Skyscraper's huge HD screen wowing visitors

July 27, 2008 2:20:47 PM PDT
This city best known to tourists for its historical sites and museums has a surprise new high-tech hit that is developing into a must-see attraction: a huge atrium wall in Philadelphia's newest and tallest skyscraper where a cast of dancers and acrobats seem to come to life. "At first it looks like a mural," said Marilyn Overton, who traveled with her husband from the suburbs just to see the wall. "And then all the sudden it's moving."

It's a 25-foot-tall, 2,000-square-foot high-definition LED screen which at times mimics the wood-paneled wall of the main lobby of the Comcast Center, which opened in June.

Mostly by word of mouth, the enormous video installation has been drawing a growing stream of visitors to the 975-foot tower, which owner Liberty Property Trust is hoping will become a destination a la New York's Rockefeller Center.

"We are stunned by the reaction we have gotten," said D'Arcy Rudnay, senior vice president for corporate communications at Comcast, headquartered in the building.

City tourism officials said they added the Comcast Center to their Web site, gophila.com, after both residents and tourists began asking for more information about the attraction.

"I'm sure those people will say, 'OK, I have to do the (Liberty) Bell, Independence Hall, cheesesteaks, the Rocky statue and the Comcast screen,"' said Meryl Levitz, chief executive of the Greater Philadelphia Tourism Marketing Corp.

The video wall has thousands of hours of content to offer at five times the resolution of a typical HD television, from dance routines to vistas of outer space.

Much of the content is Philly-centric, with panoramic views of the city's historical sites. And then there are NASA satellite images of Earth and dancers flying across the screen on giant pencils.
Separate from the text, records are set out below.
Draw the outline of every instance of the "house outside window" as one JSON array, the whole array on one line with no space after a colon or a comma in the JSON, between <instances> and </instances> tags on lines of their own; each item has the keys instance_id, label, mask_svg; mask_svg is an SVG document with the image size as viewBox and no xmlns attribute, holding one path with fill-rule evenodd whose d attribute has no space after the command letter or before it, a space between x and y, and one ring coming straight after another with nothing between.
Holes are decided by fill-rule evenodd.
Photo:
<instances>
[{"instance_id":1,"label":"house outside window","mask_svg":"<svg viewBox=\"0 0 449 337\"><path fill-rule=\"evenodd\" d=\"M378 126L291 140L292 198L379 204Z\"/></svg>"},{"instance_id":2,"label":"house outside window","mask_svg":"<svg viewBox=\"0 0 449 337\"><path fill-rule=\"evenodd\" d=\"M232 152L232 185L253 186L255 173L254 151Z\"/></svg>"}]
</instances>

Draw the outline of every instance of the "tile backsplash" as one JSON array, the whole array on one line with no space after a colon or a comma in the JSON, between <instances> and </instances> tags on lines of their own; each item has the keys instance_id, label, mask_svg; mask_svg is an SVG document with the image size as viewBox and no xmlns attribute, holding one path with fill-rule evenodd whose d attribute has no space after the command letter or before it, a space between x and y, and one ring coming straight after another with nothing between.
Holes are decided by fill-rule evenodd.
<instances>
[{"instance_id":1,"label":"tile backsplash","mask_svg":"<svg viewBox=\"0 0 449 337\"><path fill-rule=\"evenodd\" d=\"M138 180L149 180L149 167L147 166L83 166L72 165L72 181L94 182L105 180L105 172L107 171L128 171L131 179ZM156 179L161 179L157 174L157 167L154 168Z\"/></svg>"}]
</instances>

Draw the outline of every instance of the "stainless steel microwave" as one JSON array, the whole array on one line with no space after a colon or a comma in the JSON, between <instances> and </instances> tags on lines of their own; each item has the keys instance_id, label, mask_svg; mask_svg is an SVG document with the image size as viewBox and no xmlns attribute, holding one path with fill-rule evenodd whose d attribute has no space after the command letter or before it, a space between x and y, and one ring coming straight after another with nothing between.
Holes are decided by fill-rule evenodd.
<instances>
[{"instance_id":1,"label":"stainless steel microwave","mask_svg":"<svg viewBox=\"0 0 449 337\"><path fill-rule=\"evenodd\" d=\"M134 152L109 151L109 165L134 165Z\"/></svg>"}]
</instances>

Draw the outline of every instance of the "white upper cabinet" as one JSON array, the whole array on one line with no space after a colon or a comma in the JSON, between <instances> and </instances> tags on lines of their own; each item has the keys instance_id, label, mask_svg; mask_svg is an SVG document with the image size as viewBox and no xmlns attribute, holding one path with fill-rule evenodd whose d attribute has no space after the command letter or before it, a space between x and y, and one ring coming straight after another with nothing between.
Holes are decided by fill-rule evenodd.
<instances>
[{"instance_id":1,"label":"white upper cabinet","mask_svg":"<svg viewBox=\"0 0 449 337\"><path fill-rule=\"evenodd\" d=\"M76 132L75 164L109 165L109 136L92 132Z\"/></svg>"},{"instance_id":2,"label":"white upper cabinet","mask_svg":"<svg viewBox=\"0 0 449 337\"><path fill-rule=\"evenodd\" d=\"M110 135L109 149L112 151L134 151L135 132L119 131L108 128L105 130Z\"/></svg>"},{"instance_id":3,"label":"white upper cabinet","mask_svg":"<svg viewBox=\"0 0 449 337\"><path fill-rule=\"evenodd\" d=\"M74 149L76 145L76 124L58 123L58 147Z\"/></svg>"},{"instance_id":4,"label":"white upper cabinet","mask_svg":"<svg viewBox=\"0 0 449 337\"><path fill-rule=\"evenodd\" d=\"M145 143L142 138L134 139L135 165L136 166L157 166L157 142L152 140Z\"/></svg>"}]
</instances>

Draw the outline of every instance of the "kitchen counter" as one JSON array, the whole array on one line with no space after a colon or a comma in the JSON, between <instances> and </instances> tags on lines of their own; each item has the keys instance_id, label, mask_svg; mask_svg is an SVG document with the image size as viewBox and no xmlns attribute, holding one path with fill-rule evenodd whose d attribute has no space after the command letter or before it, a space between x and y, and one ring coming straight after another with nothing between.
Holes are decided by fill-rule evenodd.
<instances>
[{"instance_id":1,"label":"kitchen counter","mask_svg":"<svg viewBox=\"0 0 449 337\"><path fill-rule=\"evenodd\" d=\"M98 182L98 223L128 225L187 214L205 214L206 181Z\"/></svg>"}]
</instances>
Images of cranes and metal machinery randomly drop down to form a clock whose hands whiz around and gently stop on the correct time - typically prompting lobby visitors to check their own watches.

Liberty Property Trust and Comcast said they wanted the skyscraper to not just change Philadelphia's skyline but also to offer visitors something high-tech - and artsy - in return.

They contracted David Niles and his production engineering company, Niles Creative Group, to design the screen and provide ever-changing content.

Niles, who can sit in his New York-based den and watch people gawk at his masterpiece in real time, said 90 percent of the content incorporates a human element - with dancers, acrobats and actors flitting around the screen.

"It's just amazing how many people come flocking to this thing with smiles on their faces," he said. "To capture the 20-second audience in transit, and get a smile on their face ... is unbelievably rewarding."

Rob Hessler was walking pretty quickly through the building to get to the subway below when the video wall stopped him in his tracks, an experience shared by others coming to the Comcast Center to visit its food court or outdoor cafe.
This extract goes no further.